# Who can translate from Logic to Finale/Sibelius quickly?



## rJames (Jun 19, 2007)

I am in a fix.

I need some scores created from my midi files.

I have 3 one minute cues (with lots of stuff in them).

There is an orchestrator working on them but they have put in 10 hours on the first one.!!!

I thought it would be like 6 hours and it would be out the other side.

any gurus out there that can take a look.
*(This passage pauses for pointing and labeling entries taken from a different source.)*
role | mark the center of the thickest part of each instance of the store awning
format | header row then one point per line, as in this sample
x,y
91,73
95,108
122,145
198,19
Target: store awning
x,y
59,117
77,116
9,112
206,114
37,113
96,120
Maybe all I need is to get my Logic scores in the right shape.

Help.


----------



## Daryl (Jun 20, 2007)

rJames @ Wed Jun 20 said:


> I am in a fix.
> 
> I need some scores created from my midi files.
> 
> ...


Hint; make the MIDI as quantised and correct regarding note lengths in Logic before you export a MIDI file. Also try to combine as many duplicate MIDI tracks as possible, so that you get as few tracks per instrument as you can. The more work that is done in Logic, the quicker it is to transcribe in Sibelius (and, I assume Finale).

D


----------



## careyford (Jun 20, 2007)

Hey Ron,

Daryl's advice is good. The more you do before exporting the better. It will save time in Finale but add time in Logic. Be sure you do a Save As first so you don't mess with your original sequence. VI Magazine did a good article on it:

http://virtualinstrumentsmag.com/member ... _Nov06.pdf 

Of course, there's no way to have articulations, bowings, etc. translate automatically so if you're doing a piece that requires a lot of markings, an orchestrator is going to still be needed. 

RF


----------



## Ashermusic (Jun 20, 2007)

You can email me your phone number if you like and I will help you if possible.


----------